Rod Compton of Craig is probably like a lot of other residents when it comes to buying gasoline. That is, Compton makes an effort to fill up on a tank of gas anywhere but in Craig, where prices typically tend to be higher than in surrounding areas.
"I think they're terrible," he said about Craig's higher-than-average gas prices while filling up his wife's pickup Friday at Craig's west end Loaf-n-Jug. "They're always higher here than anywhere else."
State averages for a gallon of regular unleaded gas were recorded at $1.78 on Friday, according to Colorado AAA. National averages were a few cents higher Friday at $1.80, AAA reported.
But gas prices that hover at about $1.97 a gallon in Craig come as little surprise to residents.
Managers at Craig's Loaf-n-Jug and Kum & Go said gas prices are set by officials at corporate headquarters, leaving no local pricing controls. Officials from those companies weren't available by phone Friday.
The price of a gallon of regular unleaded gas at Bagg's Conoco station was $1.76 on Friday. The station that has been under the same ownership since the 1970s at first matched gas prices to Craig's, but then decided to go by their own pricing schedule. The station owner, who did not want to be named, said it's common for Craig residents to make the 40-mile trip to fill up their vehicles' tanks and other containers with gasoline.

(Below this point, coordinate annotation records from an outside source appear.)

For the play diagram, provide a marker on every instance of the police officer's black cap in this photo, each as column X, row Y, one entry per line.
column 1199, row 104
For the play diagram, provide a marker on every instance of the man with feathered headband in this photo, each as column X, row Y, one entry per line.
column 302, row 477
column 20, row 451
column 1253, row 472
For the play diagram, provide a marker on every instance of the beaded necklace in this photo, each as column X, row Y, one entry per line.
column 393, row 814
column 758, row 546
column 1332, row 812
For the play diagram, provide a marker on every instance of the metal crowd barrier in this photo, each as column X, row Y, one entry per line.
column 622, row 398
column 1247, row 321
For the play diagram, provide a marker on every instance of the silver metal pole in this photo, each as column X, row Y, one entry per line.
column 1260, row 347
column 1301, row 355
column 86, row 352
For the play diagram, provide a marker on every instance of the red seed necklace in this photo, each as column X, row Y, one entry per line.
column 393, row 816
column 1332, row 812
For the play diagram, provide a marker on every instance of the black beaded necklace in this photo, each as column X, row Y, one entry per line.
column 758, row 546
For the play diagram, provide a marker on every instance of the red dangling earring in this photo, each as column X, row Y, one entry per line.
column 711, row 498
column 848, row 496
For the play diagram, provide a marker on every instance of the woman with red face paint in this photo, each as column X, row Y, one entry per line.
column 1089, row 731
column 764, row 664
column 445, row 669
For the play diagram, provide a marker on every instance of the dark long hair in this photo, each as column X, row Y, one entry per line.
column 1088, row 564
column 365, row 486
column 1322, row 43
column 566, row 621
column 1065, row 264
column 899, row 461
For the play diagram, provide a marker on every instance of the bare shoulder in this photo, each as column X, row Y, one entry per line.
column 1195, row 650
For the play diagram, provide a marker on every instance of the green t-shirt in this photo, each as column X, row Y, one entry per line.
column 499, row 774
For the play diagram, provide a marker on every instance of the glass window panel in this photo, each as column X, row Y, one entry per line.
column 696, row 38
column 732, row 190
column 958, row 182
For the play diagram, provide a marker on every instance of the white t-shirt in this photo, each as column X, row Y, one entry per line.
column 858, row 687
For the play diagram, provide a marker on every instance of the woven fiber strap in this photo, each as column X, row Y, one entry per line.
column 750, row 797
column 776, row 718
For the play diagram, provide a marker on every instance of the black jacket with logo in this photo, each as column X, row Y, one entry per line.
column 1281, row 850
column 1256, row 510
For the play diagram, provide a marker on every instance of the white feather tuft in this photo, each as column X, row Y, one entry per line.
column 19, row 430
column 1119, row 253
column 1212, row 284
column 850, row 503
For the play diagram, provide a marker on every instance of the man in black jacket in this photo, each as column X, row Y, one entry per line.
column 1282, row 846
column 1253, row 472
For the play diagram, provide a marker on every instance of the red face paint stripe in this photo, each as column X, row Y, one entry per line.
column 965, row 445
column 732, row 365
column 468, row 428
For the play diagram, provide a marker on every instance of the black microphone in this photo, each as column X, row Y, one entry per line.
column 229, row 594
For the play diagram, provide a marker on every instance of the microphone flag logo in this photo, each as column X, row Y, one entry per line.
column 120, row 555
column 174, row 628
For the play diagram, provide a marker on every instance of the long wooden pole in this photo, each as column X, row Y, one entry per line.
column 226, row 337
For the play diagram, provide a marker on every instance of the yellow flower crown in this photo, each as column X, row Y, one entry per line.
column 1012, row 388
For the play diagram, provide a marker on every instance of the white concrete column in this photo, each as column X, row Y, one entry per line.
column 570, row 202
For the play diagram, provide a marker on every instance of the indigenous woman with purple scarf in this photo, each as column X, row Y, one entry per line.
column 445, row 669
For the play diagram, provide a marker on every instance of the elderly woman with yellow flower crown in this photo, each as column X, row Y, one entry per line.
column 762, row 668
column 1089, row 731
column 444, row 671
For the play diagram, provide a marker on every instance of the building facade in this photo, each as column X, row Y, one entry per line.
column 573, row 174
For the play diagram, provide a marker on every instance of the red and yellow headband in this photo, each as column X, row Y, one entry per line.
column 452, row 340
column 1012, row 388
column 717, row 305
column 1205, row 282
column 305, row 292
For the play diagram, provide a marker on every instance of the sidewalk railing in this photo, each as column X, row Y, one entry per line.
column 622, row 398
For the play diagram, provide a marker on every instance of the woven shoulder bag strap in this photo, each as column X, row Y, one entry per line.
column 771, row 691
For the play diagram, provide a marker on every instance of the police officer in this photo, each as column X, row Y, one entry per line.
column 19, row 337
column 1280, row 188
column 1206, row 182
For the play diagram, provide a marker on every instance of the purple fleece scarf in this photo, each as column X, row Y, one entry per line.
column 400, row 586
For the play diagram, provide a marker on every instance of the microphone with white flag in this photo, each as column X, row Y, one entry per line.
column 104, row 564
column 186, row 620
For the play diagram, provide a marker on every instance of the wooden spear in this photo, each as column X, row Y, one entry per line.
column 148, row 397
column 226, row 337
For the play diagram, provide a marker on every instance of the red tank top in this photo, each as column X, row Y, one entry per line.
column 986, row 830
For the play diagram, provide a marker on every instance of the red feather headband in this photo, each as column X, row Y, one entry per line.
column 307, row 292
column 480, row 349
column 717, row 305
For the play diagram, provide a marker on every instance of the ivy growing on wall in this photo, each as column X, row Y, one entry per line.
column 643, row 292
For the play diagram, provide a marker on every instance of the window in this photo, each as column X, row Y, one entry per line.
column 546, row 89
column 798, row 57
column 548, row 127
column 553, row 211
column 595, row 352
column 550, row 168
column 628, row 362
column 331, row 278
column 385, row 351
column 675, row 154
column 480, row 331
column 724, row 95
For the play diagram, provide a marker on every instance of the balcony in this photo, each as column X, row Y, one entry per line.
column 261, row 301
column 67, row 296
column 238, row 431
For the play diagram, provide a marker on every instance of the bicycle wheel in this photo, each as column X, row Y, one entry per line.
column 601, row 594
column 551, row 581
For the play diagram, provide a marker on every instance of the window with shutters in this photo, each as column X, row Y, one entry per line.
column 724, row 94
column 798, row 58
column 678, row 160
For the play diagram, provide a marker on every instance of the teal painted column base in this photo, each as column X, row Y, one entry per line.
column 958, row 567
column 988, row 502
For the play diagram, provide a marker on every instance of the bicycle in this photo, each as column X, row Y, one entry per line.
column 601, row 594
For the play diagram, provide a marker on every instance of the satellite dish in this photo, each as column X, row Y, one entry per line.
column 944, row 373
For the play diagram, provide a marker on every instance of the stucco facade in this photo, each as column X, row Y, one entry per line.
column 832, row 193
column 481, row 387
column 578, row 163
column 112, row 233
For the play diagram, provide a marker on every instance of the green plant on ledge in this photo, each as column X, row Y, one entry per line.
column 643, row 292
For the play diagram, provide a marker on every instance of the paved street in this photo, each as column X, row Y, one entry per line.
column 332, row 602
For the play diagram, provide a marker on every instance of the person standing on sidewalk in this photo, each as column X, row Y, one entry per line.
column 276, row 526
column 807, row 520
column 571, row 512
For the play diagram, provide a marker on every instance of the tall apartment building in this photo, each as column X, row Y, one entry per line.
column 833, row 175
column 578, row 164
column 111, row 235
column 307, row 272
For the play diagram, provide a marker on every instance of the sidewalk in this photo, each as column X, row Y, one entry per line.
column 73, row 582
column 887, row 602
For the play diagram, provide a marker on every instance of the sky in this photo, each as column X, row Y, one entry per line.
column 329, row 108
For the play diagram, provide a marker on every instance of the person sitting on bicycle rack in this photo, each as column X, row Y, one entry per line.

"I have no idea why it's more expensive in Craig," she said. "People will come over and say they're filling up for the savings."
According to the government's Energy Information Administration, it's hard to determine which state or country the gasoline that is available in local gas stations comes from.
Refiners use a combination of crude oils from domestic and foreign sources and the mix can change according to cost. The price of gasoline is mostly influenced by the cost of crude oil, according to the Department of Energy.
A barrel of oil was $48.04 on Friday. That's down from a record peak at about $50 a barrel in previous months.
Distance from refineries and station markups may make a difference in local gas prices.
"In order to stay in business, service stations have to add on a few more cents to make a profit," the Department of Energy states on its Web site. "There's no set standard for how much gas stations add on to the price. Some may add just a couple of cents, while others may add as much as a dime or more."
Evidently, the relatively local high gas prices have a lot of residents trying to find a way to fill up for less.
One local gas station worker even said she didn't buy gas in Craig because it was too expensive.
"It's not our fault," she said. "People blame us all the time."